My name is Jim Casey, and I was born on the 10th June 1928 in a terraced house in Sydney Street, Bradford, Manchester.

Immediately behind the row of terraced houses was a six-storey cotton mill where the looms and other machinery worked non-stop day and night with the accompanying noises, which I suppose one had to get used to.

At the end of the street was the canal that the barges used to transport their loads of cotton down to the Manchester Ship Canal to waiting ships that would then take the cotton to countries around the world.

When I was eleven years old, my father was admitted into Withington Hospital where he passed away. Both he and my Mother worked in the mills from the time that they left school.

On the death of my Dad my Mother had to continue to work in the mill in order to care for myself and two younger sisters, as there was no welfare payments in those days.

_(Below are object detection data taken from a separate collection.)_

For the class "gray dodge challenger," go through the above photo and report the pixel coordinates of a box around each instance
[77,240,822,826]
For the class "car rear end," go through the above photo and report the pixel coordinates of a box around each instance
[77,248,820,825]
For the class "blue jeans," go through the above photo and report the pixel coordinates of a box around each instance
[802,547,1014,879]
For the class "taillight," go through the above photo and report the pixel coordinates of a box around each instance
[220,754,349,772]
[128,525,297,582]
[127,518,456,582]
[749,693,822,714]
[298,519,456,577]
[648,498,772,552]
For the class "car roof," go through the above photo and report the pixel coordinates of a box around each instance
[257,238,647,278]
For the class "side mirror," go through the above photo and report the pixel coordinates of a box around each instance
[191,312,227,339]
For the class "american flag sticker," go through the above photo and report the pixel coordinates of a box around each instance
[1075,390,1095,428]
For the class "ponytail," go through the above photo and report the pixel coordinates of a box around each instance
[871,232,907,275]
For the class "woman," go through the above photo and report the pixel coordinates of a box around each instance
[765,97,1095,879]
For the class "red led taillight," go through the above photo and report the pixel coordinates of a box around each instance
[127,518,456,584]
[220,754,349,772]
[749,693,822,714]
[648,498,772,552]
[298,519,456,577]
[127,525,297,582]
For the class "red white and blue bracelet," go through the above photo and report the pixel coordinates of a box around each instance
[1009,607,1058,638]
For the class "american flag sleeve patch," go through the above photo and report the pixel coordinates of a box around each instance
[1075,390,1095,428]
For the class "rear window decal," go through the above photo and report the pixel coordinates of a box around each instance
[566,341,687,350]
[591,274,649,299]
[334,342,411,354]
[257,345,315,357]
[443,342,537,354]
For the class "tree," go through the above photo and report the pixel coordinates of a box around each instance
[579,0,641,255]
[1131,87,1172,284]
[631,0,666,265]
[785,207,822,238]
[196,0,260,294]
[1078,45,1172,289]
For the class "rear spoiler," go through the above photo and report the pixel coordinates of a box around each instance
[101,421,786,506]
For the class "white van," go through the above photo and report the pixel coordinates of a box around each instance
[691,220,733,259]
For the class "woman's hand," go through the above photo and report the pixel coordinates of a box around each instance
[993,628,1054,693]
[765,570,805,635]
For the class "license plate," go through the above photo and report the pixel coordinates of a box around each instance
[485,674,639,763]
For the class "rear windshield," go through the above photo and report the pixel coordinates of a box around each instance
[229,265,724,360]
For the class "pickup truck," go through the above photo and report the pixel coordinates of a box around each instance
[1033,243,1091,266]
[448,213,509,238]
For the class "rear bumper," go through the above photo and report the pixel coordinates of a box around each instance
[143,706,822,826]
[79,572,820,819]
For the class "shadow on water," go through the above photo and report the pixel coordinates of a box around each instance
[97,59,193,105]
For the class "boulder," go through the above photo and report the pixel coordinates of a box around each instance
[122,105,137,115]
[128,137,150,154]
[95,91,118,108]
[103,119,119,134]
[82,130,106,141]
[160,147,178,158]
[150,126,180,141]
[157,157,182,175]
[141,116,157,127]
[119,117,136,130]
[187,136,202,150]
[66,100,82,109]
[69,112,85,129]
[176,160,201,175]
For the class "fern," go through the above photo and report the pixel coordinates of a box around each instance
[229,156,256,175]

We later moved to Ivy Street, Gorton, another suburb of Manchester, where we lived in another terraced house with one living room/dining room and kitchen downstairs and two bedrooms up a very narrow staircase.

There was no bathroom. The toilet was a brick structure in the paved back yard. This is where we lived during WW2. The council built brick air raid shelters in all the back yards; they had a thick concrete roof on them and were just big enough inside to take a double bed.

My Mother and my two sisters and myself slept in there every night for two years. We had air raids all night every night and, as there was no door on the shelter, I fixed up a blanket to block out the light from the searchlights and the lights from exploding bombs.

The Germans used to drop high explosive bombs and incendiary bombs. During this period I attended school at St. Francis Monastery School.

After one night of air raids I found that an incendiary bomb had fallen through the roof and through my desk, leaving a large burnt hole through the desk. My school was next to Crossley Motors Factory and this had been the target for the bombers that night.

An Englishman known as Lord Haw Haw had gone over to the Germans and used to broadcast every day to England from the German radio station and he would tell us where the German bombers would strike that night, and his warnings always came true.

When I was 12 years old I joined the ATC (Air Training Corps) Belle Vue Squadron, we were given an air force blue uniform and attended a drill hall a few nights a week.

We were taken on Camps to Squires Gate RAF Station at Blackpool occasionally, where we used to have flights in Airo Anson planes which were a bit risky at times as German Stukas used to strafe the beaches on their way in on bombing raids.

I will continue My Memories soon. Regards to all in Blighty.

Jim Casey, Queensland, Australia, 2001.